Когда мама поняла, что Мария мертва, увидела это безжизненное тело, освещенное льющимися в открытое окно лучами предвечернего солнца, она, рыдая, прижалась губами к холодной, бесчувственной руке и охрипшим от слез голосом воскликнула:

– Мария!.. Дочь моя! Зачем ты оставила нас?… Ах, никогда больше ты не услышишь меня!.. Что скажу я своему сыну, когда он спросит о тебе? Что буду делать, боже мой!.. Умерла! Умерла без единой жалобы!

Мария, одетая в белый атлас, лежала в гробу на завешенном черным покрывалом столе посреди молельни, и лицо ее выражало бесконечную покорность судьбе. Свет свечей озарял гладкий лоб, бросал на щеки тень от длинных ресниц; бледные, оледеневшие губы словно хотели улыбнуться; чудилось, будто она еще дышит. На плечах темнели косы, прикрытые белым шарфом; в сложенных на груди руках лежало распятие.

Такой увидела ее Эмма в три часа ночи, когда пришла выполнить страшное завещание Марии.

Священник молился, стоя на– коленях у изножья гроба. Ночной ветерок, неся с собой аромат роз и апельсиновых цветов, колебал пламя догорающих свечей.

– Едва я срезала первую косу, – рассказывала Эмма, – мне показалось, Мария вот-вот ласково посмотрит на меня, как, бывало, смотрела, опустив голову ко мне на колени, пока я расчесывала ей волосы. Я положила косы перед изображением святой девы и последний раз поцедовала Марию в щеки. Когда через два часа я пришла в себя… ее уже там не было!..
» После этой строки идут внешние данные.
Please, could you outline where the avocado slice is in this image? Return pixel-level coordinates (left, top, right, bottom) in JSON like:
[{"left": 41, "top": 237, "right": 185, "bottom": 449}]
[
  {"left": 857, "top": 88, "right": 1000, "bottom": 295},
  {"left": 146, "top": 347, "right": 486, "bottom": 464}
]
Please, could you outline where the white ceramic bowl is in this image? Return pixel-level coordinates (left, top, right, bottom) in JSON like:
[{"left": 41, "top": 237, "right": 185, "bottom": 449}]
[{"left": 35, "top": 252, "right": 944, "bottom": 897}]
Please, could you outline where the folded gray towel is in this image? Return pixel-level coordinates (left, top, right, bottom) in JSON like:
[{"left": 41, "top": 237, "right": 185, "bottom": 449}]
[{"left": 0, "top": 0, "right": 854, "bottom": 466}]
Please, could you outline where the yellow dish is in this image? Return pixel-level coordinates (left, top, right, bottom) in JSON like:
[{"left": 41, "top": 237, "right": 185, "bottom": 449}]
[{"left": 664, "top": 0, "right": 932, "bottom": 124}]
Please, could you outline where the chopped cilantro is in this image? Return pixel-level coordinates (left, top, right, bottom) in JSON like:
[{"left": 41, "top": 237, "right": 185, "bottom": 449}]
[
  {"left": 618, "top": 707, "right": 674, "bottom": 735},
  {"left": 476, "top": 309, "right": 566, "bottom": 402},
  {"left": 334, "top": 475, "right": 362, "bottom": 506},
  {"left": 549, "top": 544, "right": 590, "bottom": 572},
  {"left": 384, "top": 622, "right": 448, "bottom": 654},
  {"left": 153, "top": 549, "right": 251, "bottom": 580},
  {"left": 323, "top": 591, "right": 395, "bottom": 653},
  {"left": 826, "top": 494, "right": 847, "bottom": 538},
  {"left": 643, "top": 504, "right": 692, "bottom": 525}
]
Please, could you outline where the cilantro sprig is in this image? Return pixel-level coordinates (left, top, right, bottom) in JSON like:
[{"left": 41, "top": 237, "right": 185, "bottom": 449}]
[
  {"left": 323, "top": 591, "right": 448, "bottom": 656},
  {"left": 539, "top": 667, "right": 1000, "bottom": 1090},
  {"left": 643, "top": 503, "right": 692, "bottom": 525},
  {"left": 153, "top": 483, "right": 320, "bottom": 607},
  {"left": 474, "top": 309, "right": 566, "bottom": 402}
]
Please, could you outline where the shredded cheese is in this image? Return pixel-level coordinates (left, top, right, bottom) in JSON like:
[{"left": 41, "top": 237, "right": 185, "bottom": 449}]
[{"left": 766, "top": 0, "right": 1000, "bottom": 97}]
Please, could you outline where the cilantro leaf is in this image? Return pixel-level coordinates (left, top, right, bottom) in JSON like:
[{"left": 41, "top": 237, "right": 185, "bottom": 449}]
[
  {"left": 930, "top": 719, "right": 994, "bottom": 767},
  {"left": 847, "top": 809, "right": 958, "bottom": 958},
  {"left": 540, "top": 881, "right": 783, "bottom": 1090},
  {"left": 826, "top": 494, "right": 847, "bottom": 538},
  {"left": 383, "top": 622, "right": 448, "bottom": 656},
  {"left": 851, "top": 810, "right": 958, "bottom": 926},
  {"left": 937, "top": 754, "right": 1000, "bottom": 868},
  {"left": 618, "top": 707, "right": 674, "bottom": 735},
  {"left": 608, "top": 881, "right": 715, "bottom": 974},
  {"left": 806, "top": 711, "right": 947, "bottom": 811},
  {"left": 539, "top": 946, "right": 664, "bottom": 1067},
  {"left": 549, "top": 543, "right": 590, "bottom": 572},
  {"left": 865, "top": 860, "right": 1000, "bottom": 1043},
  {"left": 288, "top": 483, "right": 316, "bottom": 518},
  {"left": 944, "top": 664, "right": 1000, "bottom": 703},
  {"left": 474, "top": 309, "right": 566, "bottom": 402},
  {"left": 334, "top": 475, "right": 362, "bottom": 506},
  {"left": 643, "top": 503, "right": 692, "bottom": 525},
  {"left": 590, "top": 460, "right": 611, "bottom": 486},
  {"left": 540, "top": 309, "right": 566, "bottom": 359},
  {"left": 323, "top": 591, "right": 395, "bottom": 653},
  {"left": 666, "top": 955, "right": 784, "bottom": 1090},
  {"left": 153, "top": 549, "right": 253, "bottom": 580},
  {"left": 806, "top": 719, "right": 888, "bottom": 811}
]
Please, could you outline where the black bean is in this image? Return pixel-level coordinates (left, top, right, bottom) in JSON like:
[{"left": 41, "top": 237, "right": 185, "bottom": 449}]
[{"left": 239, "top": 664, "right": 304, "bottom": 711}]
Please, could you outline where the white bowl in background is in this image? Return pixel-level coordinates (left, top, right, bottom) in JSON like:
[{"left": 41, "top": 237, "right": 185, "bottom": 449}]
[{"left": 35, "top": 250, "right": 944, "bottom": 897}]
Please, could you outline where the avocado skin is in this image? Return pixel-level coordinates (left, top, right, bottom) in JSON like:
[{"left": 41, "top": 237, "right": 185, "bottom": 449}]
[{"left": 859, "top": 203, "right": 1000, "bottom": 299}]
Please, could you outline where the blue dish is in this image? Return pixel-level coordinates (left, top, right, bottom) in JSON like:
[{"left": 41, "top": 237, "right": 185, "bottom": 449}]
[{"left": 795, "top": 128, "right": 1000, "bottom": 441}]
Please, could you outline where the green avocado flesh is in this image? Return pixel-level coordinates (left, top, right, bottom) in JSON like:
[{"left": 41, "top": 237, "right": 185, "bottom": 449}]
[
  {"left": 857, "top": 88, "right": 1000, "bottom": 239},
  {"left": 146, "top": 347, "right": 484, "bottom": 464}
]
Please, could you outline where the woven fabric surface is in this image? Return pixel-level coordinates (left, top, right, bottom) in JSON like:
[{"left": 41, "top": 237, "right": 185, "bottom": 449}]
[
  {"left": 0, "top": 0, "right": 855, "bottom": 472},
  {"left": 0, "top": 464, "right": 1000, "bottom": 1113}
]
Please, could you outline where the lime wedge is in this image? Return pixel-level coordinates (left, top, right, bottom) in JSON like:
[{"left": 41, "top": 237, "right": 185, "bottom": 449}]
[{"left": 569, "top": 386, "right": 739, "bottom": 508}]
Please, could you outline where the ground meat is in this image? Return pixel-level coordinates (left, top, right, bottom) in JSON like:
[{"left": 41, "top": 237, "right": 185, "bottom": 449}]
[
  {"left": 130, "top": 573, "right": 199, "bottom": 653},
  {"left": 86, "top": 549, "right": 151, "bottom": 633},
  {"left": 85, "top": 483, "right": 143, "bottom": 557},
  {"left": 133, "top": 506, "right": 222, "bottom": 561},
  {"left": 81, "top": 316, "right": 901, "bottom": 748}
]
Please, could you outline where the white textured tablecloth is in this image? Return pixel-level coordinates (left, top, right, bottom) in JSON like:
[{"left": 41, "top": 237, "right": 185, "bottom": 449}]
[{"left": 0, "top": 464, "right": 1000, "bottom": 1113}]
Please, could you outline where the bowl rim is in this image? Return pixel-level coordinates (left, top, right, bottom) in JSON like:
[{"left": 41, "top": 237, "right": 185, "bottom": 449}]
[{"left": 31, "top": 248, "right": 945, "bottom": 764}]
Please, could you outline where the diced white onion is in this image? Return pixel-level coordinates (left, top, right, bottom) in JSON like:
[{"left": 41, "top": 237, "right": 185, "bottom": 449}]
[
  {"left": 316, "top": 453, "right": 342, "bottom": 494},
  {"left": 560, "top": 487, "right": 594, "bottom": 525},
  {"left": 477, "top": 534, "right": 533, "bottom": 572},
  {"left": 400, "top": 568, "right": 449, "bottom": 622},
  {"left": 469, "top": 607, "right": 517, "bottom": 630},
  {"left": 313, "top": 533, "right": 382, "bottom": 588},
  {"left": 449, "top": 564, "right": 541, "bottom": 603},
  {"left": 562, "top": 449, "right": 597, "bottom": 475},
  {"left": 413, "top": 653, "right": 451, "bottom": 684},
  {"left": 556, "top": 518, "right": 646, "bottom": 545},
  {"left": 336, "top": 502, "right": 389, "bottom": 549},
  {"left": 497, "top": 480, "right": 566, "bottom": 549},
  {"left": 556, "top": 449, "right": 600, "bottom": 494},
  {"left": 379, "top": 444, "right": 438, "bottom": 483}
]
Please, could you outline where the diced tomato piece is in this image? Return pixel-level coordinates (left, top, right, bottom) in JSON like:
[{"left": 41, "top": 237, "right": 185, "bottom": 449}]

Браулио, Хосе и четверо пеонов отнесли гроб в селение, пересекая те же равнины, отдыхая в тех же рощах где сияющим утром проезжала вместе со мной любимая и любящая Мария в день свадьбы Трансито. Отец и священник следовали за скромной процессией, увы, такой же скромной и безмолвной, как проводы Най!

Отец вернулся к полудню медленным шагом и в одиночестве. Когда он спешился, ему не удалось сдержать душившие его рыдания. В гостиной, сидя между мамой и Эммой, окруженный младшими детьми, напрасно ожидавшими от него ласки, он дал волю своему горю. Пришлось маме утешать его и призывать к покорности, которой она не могла найти в собственном сердце.

– Я, – говорил он, – я задумал этот несчастный отъезд, я убил ее! Если бы Саломон потребовал от меня ответа за свою дочь, что мог бы я сказать?… А Эфраин… Эфраин!.. Ах! Зачем я вызвал его? Так-то я выполнил свое обещание!

Тем же вечером все покинули горную усадьбу и, переночевав на ферме, утром отправились в город.

Браулио и Трансито остались присматривать за домом во время отсутствия семьи.